The African Union no doubt felt the absence of its largest financial backer, Moammar Gadhafi, – though he was in good company as only four heads of state showed up – at a special summit to raise emergency relief funds for the Horn of Africa’s food crisis. Although pledges reached $351 million, the African Development Bank’s medium-term loans and grants represented the lion’s share of that amount. The actual cash total for immediate assistance appears to be $46 million. As a result, there was no shortage of criticism, especially for continental giants Nigeria and South Africa whose governments promised a combined $3.3 million in new money. “If we truly believe in ‘African solutions for African problems‘, we need to demonstrate this very clearly, not just in words but in actions,” according to Africans Act 4 Africa. On the other hand, EU humanitarian aid commissioner Kristalina Georgieva offered a more positive spin: “This is the first such summit held by a young organization with little humanitarian experience and a small but dedicated team. It will improve in the future.”
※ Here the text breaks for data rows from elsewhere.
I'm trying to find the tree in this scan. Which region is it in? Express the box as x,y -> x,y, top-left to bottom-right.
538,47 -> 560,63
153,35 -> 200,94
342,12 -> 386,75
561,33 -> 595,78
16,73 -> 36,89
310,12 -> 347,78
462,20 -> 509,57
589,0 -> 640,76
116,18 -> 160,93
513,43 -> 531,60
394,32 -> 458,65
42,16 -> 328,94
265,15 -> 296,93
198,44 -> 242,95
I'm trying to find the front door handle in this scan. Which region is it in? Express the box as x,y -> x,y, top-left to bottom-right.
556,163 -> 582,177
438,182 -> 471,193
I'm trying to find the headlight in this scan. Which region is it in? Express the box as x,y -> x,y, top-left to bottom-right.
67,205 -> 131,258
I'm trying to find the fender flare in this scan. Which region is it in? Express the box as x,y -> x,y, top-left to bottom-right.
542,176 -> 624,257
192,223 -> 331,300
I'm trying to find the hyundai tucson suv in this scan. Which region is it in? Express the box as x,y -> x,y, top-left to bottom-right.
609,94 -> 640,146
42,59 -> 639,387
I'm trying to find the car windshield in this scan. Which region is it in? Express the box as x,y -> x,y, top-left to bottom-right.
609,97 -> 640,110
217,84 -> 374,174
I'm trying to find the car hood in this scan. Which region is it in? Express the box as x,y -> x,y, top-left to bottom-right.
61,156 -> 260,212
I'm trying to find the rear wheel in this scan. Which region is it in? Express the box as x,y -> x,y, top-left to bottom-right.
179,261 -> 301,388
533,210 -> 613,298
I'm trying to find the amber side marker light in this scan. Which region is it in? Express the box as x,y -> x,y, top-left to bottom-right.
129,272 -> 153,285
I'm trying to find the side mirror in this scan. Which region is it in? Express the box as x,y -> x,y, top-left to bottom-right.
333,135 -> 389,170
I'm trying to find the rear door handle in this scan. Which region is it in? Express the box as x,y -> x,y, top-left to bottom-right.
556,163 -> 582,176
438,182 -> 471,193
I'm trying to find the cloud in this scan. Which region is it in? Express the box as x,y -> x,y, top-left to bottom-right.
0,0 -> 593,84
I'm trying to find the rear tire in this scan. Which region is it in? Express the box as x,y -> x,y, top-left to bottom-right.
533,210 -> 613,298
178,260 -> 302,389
The wider community is not doing much better, according to the UN’s Food and Agriculture Organization. So far governments have provided or promised only about a third of the $161 million it needs for its plan “to restore livelihoods and build the resilience of populations in the face of climate and other shocks” in East Africa.

A new study suggests a link between climate and violence, as the 93 tropical countries examined were twice as likely to experience internal conflict in El Niño years as they were in La Niña years. Lead researcher Solomon Hsiang of Columbia University “thinks the Niño analysis shows an example of a clear link between climate and conflict, and that this puts a new onus of proof on anyone saying that no such link will be at work as the climate changes in the future, even if it does not show what that future link might be,” according to the Economist.

Alena Buyx of the Nuffield Council on Bioethics lays out five principles for ethical biofuels, according to which their production must not violate people’s “essential rights” relating to food, water, health, etc.; they must be environmentally sustainable; they must reduce greenhouse gas emissions; their exchange must accord with fair trade practices; their costs and benefits must be shared equitably. To which she adds a sixth principle: “If the first five principles are respected and if biofuels can play a crucial role in mitigating dangerous climate change then, depending on certain key considerations, there is a duty to develop such biofuels.”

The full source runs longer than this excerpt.